Crack hustler-turned-rapper 50 Cent, whose real name is Curtis James Jackson III, bought the 17-acre property, which includes servants’ quarters and a boathouse near the Farmington Reservoir, for $4.1 million from Tyson’s ex-wife, Monica Turner Tyson. The ear-biting former heavyweight champion signed the house over to his second wife for $1 on Dec. 12, 2002, as part of a divorce settlement.
Less than an hour away from New Haven, the 46 Poplar Bars Road mansion has 18 bedrooms, 38 bathrooms and seven kitchens. With a 3,500-square-foot nightclub, a theater, an indoor pool, a racquetball court, two three-story grand staircases and an eight-car garage, the 26-year-old multi-millionaire rapper may never need to leave his new home in the quiet Hartford suburb. Maintaining tranquility would please local authorities, Farmington police dispatcher Tom Savigny said.
“When Mike Tyson was there, we hardly knew he was there,” he said. “There were parties, but no more than anyone else had. Nothing that we had to respond to or anything.”

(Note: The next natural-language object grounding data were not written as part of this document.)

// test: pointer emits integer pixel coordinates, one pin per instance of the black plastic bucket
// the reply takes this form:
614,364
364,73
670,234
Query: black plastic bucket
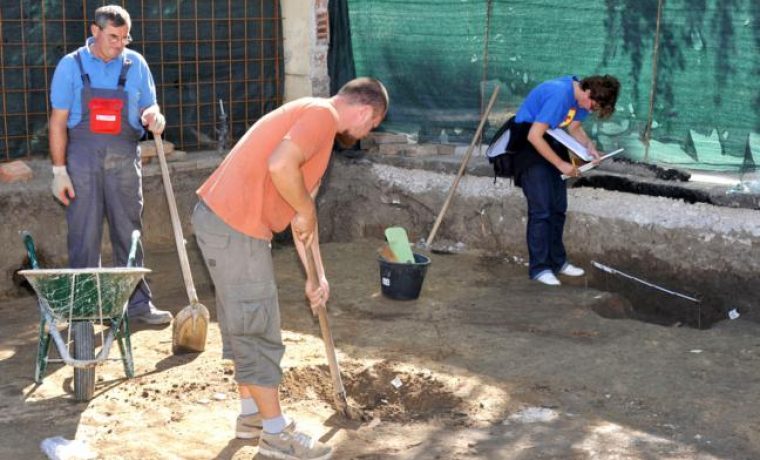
403,281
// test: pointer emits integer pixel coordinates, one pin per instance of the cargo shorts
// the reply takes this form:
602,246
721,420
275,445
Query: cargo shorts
246,298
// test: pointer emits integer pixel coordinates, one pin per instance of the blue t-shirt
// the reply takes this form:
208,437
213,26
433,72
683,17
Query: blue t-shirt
66,87
552,102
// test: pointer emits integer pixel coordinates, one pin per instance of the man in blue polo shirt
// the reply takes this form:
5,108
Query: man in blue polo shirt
102,95
540,161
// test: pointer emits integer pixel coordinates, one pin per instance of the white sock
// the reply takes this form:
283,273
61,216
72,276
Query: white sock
248,406
275,425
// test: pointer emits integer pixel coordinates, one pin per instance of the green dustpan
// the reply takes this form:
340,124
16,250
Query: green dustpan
399,244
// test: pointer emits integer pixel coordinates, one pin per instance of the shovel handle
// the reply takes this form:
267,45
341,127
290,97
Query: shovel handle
339,391
133,248
29,243
184,262
462,167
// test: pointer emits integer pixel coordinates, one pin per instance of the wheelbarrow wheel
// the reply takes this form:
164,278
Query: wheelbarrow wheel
83,334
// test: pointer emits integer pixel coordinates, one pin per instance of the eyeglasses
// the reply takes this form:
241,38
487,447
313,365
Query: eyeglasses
113,38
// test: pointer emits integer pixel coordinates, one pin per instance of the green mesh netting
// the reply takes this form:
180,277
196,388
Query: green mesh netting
441,59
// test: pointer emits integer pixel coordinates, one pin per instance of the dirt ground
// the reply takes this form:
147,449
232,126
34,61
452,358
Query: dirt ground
490,365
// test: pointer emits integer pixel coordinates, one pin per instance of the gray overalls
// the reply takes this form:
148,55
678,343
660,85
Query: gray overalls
103,161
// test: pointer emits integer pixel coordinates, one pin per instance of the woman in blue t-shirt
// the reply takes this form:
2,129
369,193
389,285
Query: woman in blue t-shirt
540,161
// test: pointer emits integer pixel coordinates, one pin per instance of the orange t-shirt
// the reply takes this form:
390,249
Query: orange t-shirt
241,191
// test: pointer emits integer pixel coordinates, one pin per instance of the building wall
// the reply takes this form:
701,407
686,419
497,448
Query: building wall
306,38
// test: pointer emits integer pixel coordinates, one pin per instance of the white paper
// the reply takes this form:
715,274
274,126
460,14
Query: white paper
570,142
589,166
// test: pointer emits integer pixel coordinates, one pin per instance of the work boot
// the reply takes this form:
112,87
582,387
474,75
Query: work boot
548,278
152,316
571,270
292,445
248,426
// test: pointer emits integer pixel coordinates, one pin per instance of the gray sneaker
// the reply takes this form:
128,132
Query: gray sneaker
153,316
292,445
248,426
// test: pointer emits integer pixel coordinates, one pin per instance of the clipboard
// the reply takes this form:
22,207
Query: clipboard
589,166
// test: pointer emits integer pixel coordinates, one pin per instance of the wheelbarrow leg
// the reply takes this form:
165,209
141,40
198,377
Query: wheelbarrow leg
125,345
42,351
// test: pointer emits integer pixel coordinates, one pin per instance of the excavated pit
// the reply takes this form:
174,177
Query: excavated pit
383,390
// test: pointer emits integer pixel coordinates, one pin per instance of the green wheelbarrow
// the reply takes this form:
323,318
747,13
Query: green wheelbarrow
81,297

Born into a notorious Queens, N.Y., drug dynasty during the late 1970s, 50 Cent was raised without a father; his street-savvy mother was found dead under mysterious circumstances before 50 Cent was a teenager, according to an online biography. News reports over the weekend speculated that Jackon’s dangerous past — he has been shot nine times — and his long-standing and fierce rivalry with rapper Ja Rule and his Murder Inc. crew could bring violence to Farmington.

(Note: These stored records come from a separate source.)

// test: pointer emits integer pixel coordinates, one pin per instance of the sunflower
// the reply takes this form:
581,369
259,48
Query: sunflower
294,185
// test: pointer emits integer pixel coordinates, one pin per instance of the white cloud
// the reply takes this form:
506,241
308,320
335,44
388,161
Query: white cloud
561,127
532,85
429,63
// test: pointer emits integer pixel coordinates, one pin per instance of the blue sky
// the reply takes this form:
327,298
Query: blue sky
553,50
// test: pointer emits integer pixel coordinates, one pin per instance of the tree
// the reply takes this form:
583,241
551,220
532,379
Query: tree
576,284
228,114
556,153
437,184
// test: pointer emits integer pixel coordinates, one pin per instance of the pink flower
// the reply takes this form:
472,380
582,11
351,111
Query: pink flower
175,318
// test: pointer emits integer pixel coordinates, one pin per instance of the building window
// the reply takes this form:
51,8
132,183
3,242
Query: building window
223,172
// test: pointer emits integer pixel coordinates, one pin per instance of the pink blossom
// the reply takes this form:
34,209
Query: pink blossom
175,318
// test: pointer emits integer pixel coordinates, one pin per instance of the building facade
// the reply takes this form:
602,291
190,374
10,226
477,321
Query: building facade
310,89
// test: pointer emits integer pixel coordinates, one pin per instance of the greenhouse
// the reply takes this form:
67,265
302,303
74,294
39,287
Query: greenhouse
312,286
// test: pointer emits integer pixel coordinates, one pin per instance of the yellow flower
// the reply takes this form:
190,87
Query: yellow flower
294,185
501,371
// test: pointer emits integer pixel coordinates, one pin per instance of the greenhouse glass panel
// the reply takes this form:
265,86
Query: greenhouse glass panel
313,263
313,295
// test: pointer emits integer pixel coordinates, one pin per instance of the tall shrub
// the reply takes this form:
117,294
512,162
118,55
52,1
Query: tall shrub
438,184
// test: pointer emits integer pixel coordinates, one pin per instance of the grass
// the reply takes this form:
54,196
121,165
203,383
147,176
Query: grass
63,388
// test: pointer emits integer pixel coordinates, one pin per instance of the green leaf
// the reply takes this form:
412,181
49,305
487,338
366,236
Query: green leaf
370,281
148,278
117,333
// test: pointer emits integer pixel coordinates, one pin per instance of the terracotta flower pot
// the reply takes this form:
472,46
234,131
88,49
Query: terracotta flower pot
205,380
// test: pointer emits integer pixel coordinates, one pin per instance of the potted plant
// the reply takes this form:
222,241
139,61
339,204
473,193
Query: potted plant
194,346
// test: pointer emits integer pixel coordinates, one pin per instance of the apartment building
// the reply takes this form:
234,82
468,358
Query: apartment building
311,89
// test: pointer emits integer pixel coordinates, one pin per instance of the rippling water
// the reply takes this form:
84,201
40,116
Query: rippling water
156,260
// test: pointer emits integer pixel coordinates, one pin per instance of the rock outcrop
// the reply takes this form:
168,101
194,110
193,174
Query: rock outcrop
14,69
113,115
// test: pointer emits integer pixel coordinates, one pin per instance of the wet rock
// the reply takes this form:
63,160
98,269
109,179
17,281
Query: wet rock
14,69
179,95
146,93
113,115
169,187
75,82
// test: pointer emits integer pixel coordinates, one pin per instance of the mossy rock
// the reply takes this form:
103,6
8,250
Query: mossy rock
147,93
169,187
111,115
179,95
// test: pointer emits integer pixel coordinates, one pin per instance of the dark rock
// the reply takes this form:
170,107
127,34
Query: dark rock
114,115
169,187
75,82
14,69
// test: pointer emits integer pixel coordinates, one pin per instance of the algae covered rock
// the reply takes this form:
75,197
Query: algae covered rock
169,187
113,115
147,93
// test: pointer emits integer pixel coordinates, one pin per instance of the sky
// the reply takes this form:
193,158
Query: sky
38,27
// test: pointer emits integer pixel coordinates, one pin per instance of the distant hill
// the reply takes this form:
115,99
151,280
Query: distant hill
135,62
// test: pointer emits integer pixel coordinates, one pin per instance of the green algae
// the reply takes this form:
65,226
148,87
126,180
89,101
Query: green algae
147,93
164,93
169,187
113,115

50 Cent was involved in a well-publicized shoot-out in front of the Doubletree Hotel in Jersey City, N.J., last month, the New Jersey Star Ledger reported. When shots rang out, 50 Cent and his entourage fled in several SUVs, the newspaper reported, but police found nine casings in the parking lot.
“When word got out that this may be happening, we began trying to track down who was representing him so we could meet with them to discuss any concerns,” Farmington police Capt. James Rio told the Associated Press. “He is a citizen and we are concerned for his safety as well as the safety of the public.”

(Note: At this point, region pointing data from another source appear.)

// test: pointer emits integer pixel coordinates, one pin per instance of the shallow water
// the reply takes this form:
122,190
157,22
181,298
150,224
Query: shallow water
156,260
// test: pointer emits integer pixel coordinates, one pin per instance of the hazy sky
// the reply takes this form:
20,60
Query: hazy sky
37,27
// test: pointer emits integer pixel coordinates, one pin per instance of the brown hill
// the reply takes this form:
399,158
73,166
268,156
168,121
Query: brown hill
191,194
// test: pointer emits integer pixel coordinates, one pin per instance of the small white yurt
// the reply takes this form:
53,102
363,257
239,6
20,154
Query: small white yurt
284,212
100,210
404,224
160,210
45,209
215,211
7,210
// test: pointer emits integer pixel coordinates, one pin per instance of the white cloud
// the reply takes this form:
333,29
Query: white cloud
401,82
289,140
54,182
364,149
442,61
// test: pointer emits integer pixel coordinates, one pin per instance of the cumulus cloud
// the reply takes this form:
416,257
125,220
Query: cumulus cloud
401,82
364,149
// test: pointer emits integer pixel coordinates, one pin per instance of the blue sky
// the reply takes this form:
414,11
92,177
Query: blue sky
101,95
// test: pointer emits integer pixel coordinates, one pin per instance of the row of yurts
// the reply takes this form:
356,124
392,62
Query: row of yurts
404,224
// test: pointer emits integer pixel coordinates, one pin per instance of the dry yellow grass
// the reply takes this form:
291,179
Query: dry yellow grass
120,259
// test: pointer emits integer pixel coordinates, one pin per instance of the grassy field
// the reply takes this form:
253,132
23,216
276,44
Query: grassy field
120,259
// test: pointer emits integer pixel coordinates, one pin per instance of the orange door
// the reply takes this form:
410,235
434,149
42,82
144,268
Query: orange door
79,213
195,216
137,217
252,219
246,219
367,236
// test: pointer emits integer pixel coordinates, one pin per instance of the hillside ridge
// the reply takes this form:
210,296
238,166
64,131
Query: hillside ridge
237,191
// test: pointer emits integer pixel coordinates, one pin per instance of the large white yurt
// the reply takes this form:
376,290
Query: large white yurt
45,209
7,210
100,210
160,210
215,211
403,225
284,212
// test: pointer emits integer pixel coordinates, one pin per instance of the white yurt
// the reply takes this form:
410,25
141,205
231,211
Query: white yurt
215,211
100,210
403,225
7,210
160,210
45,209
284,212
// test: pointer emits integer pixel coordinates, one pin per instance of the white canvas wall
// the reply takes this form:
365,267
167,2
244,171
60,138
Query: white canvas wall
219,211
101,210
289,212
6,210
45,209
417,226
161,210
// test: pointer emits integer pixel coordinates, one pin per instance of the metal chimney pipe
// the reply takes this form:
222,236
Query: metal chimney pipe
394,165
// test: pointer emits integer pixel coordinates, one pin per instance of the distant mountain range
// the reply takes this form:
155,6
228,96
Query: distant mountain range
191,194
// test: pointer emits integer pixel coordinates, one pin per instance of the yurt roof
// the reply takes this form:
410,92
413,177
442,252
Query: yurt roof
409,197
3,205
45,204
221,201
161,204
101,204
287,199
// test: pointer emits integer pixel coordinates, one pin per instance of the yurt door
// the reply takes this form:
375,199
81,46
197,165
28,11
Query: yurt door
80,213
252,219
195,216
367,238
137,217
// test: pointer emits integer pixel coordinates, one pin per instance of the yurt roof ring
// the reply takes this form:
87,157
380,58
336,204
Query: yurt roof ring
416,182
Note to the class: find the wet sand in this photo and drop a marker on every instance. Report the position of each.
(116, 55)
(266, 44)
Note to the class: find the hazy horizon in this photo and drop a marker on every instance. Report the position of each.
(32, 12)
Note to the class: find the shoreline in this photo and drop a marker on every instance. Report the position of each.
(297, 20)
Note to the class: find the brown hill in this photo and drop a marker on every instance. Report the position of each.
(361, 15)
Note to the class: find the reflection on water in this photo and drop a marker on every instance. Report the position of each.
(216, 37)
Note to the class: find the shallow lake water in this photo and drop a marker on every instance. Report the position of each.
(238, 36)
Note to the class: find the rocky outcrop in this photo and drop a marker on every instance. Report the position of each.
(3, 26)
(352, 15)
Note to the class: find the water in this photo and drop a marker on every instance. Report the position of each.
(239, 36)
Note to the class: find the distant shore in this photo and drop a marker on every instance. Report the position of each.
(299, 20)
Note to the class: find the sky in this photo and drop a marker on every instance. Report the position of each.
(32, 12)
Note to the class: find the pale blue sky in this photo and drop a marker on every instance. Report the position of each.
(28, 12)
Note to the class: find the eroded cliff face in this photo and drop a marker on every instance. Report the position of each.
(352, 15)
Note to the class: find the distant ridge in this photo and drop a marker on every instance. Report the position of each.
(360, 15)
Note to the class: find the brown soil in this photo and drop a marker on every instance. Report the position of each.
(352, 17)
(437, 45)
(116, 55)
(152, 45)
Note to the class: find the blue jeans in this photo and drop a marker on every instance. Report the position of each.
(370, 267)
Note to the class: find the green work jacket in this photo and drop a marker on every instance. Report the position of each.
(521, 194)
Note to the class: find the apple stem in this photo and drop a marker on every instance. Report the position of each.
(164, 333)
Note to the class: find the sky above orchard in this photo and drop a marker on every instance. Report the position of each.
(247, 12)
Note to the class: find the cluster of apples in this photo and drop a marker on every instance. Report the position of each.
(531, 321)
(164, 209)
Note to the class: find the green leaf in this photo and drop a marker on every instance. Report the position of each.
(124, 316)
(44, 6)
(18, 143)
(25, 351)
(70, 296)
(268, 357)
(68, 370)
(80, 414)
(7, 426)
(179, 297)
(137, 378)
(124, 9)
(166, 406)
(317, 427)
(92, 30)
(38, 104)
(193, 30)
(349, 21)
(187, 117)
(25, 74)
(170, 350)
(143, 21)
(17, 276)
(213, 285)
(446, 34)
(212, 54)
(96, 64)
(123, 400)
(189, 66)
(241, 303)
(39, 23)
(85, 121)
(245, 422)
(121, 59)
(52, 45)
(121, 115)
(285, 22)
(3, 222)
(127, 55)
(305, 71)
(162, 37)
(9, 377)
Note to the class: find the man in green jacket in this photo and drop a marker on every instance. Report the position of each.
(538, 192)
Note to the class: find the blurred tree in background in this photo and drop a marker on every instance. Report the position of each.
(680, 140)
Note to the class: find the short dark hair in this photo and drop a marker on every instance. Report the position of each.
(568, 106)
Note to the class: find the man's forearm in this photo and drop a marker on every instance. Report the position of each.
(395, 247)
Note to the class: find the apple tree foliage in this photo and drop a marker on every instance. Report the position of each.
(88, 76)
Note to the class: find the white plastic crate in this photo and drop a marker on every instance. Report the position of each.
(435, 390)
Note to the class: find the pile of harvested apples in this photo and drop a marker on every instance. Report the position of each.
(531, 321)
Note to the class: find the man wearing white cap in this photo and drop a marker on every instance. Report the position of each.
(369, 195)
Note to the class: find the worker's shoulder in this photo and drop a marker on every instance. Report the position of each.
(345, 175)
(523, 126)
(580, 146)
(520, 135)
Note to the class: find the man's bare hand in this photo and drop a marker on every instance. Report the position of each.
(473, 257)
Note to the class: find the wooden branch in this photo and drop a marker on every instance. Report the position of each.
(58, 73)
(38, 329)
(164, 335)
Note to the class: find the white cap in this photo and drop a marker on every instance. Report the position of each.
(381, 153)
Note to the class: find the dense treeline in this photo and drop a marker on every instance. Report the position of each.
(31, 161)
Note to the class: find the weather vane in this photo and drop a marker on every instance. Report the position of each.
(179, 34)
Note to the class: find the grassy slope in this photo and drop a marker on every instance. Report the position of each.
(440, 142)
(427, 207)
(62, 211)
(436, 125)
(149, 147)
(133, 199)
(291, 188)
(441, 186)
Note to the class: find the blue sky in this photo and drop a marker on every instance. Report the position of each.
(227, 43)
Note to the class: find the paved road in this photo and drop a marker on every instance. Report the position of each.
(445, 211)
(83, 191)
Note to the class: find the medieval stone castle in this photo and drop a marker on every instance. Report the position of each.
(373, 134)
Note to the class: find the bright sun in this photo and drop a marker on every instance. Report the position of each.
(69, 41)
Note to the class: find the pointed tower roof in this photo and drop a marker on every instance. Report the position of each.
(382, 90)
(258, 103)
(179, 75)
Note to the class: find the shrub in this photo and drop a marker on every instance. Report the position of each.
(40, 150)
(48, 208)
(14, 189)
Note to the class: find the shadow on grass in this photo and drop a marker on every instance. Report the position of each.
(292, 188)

50 Cent has record deals with Aftermath and Interscope records, both owned by Grammy-winning rapper Eminem, and his chart-topping hits include “P.I.M.P.” and “In Da Club.” When asked about the possibility of 50 Cent joining the 500-member Farmington Country Club, manager Jeff Boyle said the club would welcome the rapper.
“If he wants to he can,” he said. “If he’s a golfer, why not?”
Local music store owners said they were excited about Jackon’s move to Farmington, but did not think his move would necessarily increase hip-hop sales.
“We already have a really big hip-hop market here,” said Josephine Ackerson, manager at FYE, a shopping mall music store in Farmington.
Tyson, who bought the house for $2.7 million in 1997, invested $1 million in it by adding health-club-grade gymnasium equipment and a lavish nightclub, the Wall Street Journal reported last year. Tyson put the property on the market for $22 million in 1998, but with little success. In a last-ditch effort to attract buyers, Tyson put up a sign on the highway outside the property: “Come on in, I won’t bite you,” a London newspaper reported. Tyson took the home off the market in 2002.
“It’s a very unusual property and a standalone situation,” said Martha Fine, a Farmington realtor with Coldwell Banker. “[Farmington has] vintage antique homes to brand new things — the whole gamut. [Tyson’s] is a unique property.”